Bayesian VARs in Python

We will explore step by step how to estimate a Bayesian Vector Autoregression (BVAR) in Python, covering the theory and implementation from scratch:

📊 Data preparation
📏 Prior distributions and initial values
🧮 Gibbs sampling for posterior simulation
🔁 Structural identification and impulse response estimation

Finally, we’ll show how this process becomes much simpler using MacroPy, an early-stage Python package that could be a great fit if you’re into macroeconometrics.

Overview

📚 Explore the documentation and tutorials for hands-on notebooks.

1. Empirical Application: Peruvian Data

We’ll start with quarterly growth data for the Export Price Index Growth ($xpi_{t}$) and Real GDP Growth ($gdp_{t}$) in Peru, two variables closely connected in commodity-exporting economies. Export prices affect revenues and investment, ultimately influencing economic activity.

import pandas as pd

# Make sure the index is parsed as a datetime format
csv_file = 'https://raw.githubusercontent.com/RenatoVassallo/MacroPy/main/datasets/Peru_Data.csv'
df = pd.read_csv(csv_file, index_col=0, parse_dates=True)
df.rename(columns={'g_ipx': 'xpi', 'g_pbi': 'gdp'}, inplace=True)
df = df[['xpi', 'gdp']]
df.head()

Date	XPI	GDP
1997-03-01	0.6727	5.1796
1997-06-01	0.3943	8.2306
1997-09-01	8.8660	6.4047
1997-12-01	-1.2809	5.9818
1998-03-01	-6.4383	2.2278
…	…	…

Model Variables

We estimate a bivariate VAR(1) model:

$$ xpi_{t} = c_{1} + b_{11}xpi_{t-1} + b_{12}gdp_{t-1} + \varepsilon_{t}^{xpi} $$

$$ gdp_{t} = c_{2} + b_{21}xpi_{t-1} + b_{22}gdp_{t-1} + \varepsilon_{t}^{gdp} $$

Or in matrix form:

$$y_{t} = c + \Phi y_{t-1} + \epsilon_{t}, \qquad \varepsilon_{t} \sim \mathcal{N}(0, \Sigma)$$

And in compact notation:

$$ Y = XB + E $$

This compact form enables fast and efficient estimation using matrix algebra. It’s the structure adopted by the prepare_data() function in MacroPy.

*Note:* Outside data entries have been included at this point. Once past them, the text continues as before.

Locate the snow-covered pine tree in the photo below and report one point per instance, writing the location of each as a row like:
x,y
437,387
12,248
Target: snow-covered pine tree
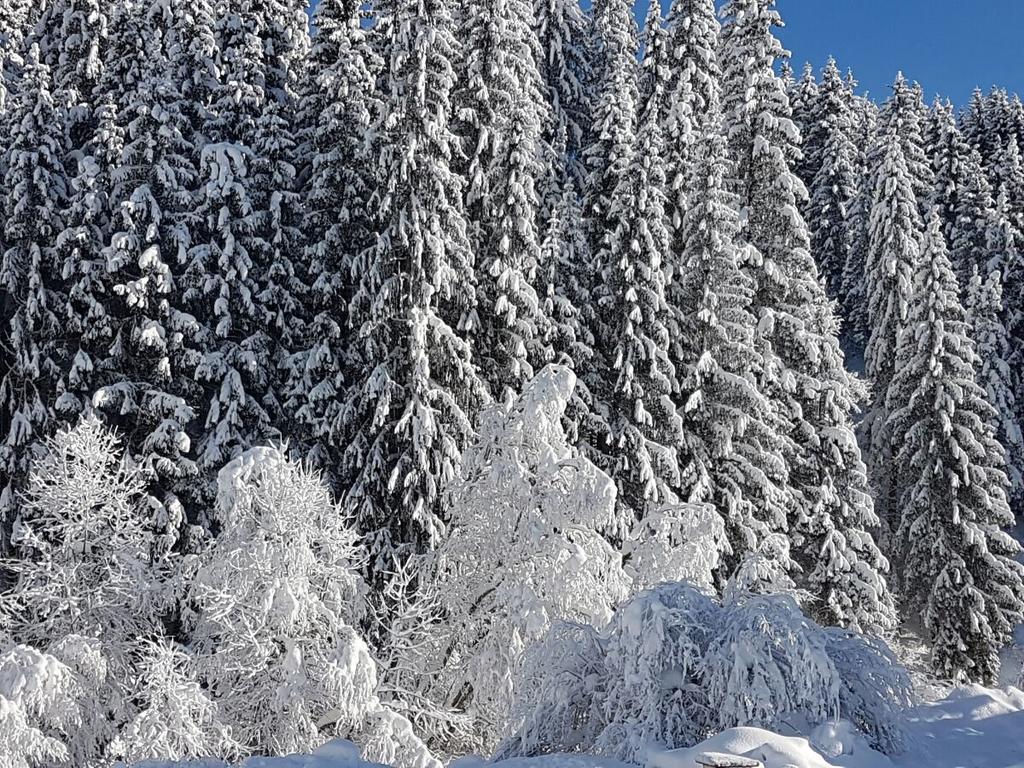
x,y
975,216
836,182
338,108
654,64
224,279
692,92
994,376
34,206
639,382
146,380
525,551
896,231
955,565
804,99
731,453
804,377
565,73
904,113
88,310
611,134
502,118
409,415
854,287
72,36
1009,176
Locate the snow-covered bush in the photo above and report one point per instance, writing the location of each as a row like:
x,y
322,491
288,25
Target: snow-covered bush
x,y
176,719
40,705
271,615
86,545
524,550
676,666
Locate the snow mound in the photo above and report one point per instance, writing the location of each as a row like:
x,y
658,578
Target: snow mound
x,y
774,751
973,726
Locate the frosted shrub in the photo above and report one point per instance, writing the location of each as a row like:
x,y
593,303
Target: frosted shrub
x,y
524,550
176,719
272,613
86,545
676,666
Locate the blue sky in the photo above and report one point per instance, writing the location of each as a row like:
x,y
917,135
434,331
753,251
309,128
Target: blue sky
x,y
948,45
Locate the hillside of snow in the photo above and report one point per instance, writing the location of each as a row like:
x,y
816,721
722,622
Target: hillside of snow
x,y
973,727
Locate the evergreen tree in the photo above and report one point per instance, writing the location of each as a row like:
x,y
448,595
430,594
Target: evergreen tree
x,y
146,373
956,565
804,377
613,115
692,92
904,114
984,315
409,415
639,381
34,206
854,286
835,184
502,109
224,280
732,456
892,262
339,107
565,74
804,98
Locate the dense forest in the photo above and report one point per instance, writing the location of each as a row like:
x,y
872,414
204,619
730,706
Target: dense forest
x,y
343,359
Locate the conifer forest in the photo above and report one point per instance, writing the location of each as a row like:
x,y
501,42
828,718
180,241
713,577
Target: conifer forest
x,y
393,382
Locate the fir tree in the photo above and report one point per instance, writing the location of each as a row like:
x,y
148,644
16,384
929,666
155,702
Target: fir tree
x,y
804,376
565,74
639,382
835,184
984,315
146,375
339,107
502,109
956,565
34,209
732,456
892,262
409,415
692,92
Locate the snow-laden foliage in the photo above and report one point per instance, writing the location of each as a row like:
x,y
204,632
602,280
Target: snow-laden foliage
x,y
524,550
271,616
176,719
956,564
676,666
89,563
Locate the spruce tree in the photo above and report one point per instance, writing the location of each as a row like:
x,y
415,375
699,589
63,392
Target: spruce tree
x,y
339,107
34,206
503,116
892,262
804,377
854,287
835,184
639,380
565,73
693,90
408,416
732,454
955,564
613,115
984,315
904,114
146,375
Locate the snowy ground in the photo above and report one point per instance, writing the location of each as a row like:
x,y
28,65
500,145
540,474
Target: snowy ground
x,y
973,727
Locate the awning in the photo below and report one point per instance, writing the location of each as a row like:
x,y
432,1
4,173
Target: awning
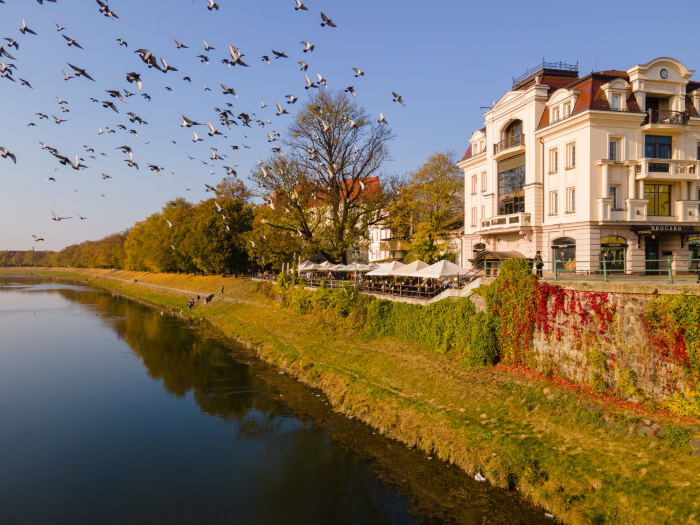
x,y
487,255
386,269
441,270
410,269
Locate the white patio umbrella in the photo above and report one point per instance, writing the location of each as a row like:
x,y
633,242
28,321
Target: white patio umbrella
x,y
385,268
409,269
440,270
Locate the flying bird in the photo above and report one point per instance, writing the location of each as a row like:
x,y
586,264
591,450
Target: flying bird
x,y
4,153
71,41
24,29
228,91
327,21
80,72
134,77
57,218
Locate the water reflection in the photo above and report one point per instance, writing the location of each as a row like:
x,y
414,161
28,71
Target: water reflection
x,y
204,436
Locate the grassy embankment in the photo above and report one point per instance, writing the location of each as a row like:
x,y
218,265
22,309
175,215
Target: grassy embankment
x,y
548,442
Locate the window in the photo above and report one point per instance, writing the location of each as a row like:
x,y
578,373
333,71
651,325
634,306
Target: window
x,y
511,194
553,161
659,196
571,156
571,201
656,147
554,203
616,102
613,195
614,150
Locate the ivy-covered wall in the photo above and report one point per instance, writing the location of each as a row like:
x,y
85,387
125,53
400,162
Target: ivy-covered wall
x,y
640,347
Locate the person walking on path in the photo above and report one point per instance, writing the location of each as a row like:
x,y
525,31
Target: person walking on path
x,y
539,264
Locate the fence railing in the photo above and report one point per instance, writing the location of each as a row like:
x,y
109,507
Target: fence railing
x,y
510,142
664,269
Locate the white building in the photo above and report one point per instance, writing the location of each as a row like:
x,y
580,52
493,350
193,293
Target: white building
x,y
575,167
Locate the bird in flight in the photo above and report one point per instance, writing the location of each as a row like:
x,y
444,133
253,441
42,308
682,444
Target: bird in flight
x,y
24,29
80,72
71,41
57,218
327,21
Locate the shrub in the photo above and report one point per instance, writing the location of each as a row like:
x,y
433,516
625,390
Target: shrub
x,y
482,350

2. Data Preparation and OLS Estimation

We convert the DataFrame to NumPy arrays and prepare the lagged structure:

from MacroPy import prepare_data

y = df.to_numpy()
lags = 1
constant = True
yy, XX = prepare_data(y, lags, constant)

Then, it’s easy to estimate by OLS:

$$ \hat{B} = (X^{\prime}X)^{-1} X^{\prime}Y $$

Or its vectorized version $ \hat{\boldsymbol{\beta}} = vec(\hat{B}) $, especially useful in BVARs, because we stack all coefficients into a single vector and write the likelihood in multivariate normal form.

import numpy as np

# Parameters
T, n_endo = yy.shape
K = XX.shape[1]

# OLS Estimation 
B_OLS = np.linalg.inv(XX.T @ XX) @ XX.T @ yy  
b_ols = B_OLS.flatten(order='F')
residuals = yy - XX @ B_OLS 
Sigma_ols = (residuals.T @ residuals) / (T - K)

3. Prior Specification

We use a Minnesota prior, a widely adopted choice in BVAR estimation due to its interpretability and shrinkage properties. The prior assumes:

The VAR coefficients $\boldsymbol{\beta}$ follow a multivariate normal distribution: $$ P(\boldsymbol{\beta}) \sim \mathcal{N}(\boldsymbol{b}_0, H) $$
While the original Minnesota prior treats the covariance matrix $\Sigma$ as known and fixed (often diagonal), it is common practice to combine it with an Inverse-Wishart prior for $\Sigma$ to allow for posterior sampling: $$ P(\Sigma) \sim \mathcal{IW}(\alpha_0, S_0) $$

from MacroPy import NormalWishartPrior

ncoeff_eq = n_endo * lags + 1  # Number of coefficients per equation (lags + constant)
prior = NormalWishartPrior(yy, XX, lags, ncoeff_eq)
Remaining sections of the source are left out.